The closure of the mine, which opened in 2006, comes almost one year after Tahera went into court-ordered creditor protection in January, citing insufficient cash to fund its operations.

The company has since been seeking a new buyer of the mine, Tahera's main asset. However, no one has closed a deal on the property to date.

The current economic crisis is not helping Tahera find a buyer, chief restructuring officer Andrew Gottwald told CBC News.

"There are mines closing all the time, and it will certainly make it more difficult to sell the assets," Gottwald said Tuesday.

"The company's funds are limited. Really, we're looking at the next few months in getting a deal done. And if one can't be achieved, then likely the company would stop its activities."

Gottwald said the company will work to find a buyer until its cash runs out in April. After that, he said, the creditor protection would likely be lifted.

When that happens, a company is usually placed in bankruptcy, and creditors can move in and seize the assets.

The Jericho diamond mine is about 360 kilometres southwest of Cambridge Bay in the Kitikmeot region of western Nunavut.

It once had up to 180 employees, but now there are three or four federal employees overseeing care and maintenance of the site.

Remote communities 'hooked into global processes': prof

Arn Keeling, a Memorial University geography professor who studies abandoned mines in northern Canada, said remote communities that depend on mines can often become victims of global business.

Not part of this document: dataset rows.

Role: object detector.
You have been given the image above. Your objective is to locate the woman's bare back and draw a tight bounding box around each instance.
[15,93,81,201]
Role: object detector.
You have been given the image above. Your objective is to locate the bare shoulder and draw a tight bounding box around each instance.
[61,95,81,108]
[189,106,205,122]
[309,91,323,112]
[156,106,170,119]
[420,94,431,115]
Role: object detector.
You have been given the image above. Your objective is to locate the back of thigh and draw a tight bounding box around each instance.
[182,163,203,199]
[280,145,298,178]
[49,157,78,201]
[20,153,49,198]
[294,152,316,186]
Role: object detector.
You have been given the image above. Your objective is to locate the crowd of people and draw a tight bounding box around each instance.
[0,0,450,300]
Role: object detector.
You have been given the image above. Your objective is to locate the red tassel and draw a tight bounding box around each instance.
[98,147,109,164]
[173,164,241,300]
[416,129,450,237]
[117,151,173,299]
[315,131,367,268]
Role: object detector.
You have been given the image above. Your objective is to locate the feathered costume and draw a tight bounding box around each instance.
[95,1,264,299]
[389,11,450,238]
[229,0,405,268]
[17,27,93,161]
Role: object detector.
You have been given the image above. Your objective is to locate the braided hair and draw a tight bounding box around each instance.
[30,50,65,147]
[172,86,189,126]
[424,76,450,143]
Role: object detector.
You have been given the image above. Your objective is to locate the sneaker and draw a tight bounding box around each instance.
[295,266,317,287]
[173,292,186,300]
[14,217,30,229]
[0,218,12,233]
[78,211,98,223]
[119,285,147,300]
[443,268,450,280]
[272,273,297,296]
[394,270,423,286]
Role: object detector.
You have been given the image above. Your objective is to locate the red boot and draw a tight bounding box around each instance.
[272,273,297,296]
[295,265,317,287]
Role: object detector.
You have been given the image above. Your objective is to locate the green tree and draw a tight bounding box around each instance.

"Because they participate in the industrial economy, they are hooked into a set of global processes," Keeling said in an interview.

Keeling said key decisions are usually made thousands of kilometres away from the communities where mines are based. Looking at past failures could teach communites some valuable lessons, he added.

"It might be well worth them taking that time and saying, 'Hold on a minute,' and get themselves into the planning process as early as possible," he said.